The council revealed that 80 percent of commercial rates were collected last year

The council revealed that 80 percent of commercial rates were collected last year

COUNCILLORS have congratulated Limerick's local authority after they revealed that over 80 percent of commercial rates were collected last year.

The figure represents one of the highest rates of collection in recent times.

The rates income for Limerick City and County Council was nearly €54m for the year 2017, and the council expects that figure to increase again, by around €1m, in the next year.

In tandem with the success in rates collection, the council has also recorded a reduction in arrears, year on year, of around €4m.

The success was welcomed by councillors, and represents an “improvement in the economy for business owners”.

There are a higher number of customers on direct debit, and this development has also led to more reliable payments by ratepayers.

The councillors were briefed on the commercial rates by the council’s head of finance, Sean Coughlan.

FF Cllr James Collins, who is himself a rate paying publican, said that “it’s great to see that the schemes offered by the council have worked” at the full council meeting this Monday.

“Not alone is the collection rate increasing, but we also have a reduction in arrears, for current rates but also old balances which are being cleared,” he said.

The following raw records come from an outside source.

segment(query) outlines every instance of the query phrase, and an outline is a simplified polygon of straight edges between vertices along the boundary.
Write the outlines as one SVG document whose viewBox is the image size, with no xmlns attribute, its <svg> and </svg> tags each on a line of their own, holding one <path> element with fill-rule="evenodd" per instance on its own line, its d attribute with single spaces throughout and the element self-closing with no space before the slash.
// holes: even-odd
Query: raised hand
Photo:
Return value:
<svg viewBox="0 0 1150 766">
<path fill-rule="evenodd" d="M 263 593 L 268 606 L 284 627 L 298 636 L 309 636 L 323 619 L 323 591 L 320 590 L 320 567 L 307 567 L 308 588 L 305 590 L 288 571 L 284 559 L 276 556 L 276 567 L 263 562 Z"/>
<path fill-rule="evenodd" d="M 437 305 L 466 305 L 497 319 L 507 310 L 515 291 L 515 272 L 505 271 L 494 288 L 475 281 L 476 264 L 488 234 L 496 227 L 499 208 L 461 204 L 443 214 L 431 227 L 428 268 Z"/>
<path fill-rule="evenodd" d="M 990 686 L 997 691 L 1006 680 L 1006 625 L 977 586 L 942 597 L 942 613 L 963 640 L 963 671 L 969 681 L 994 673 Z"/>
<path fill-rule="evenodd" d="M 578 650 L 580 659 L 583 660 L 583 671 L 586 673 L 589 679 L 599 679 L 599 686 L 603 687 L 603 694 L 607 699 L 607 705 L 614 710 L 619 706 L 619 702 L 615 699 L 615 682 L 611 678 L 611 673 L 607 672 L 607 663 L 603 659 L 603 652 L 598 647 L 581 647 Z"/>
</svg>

“This didn’t happen by accident - today we are seeing the fruits of our decisions that we were criticised for at the time,” added the councillor.

FG Cllr Daniel Butler congratulated the council and acknowledged the role of a “buoyant economy”.

“If you engage positively with the council, they will help you,” he said, in relation to the possibility for ratepayers to set up flexible payment plans.

But FF Cllr Kevin Sheahan pointed out that there are still shops and pubs around the county “closing due to rates”.

Arrears in 2017 still accounted for more than €14m, but the council expects to reduce this figure to around €12m in 2018.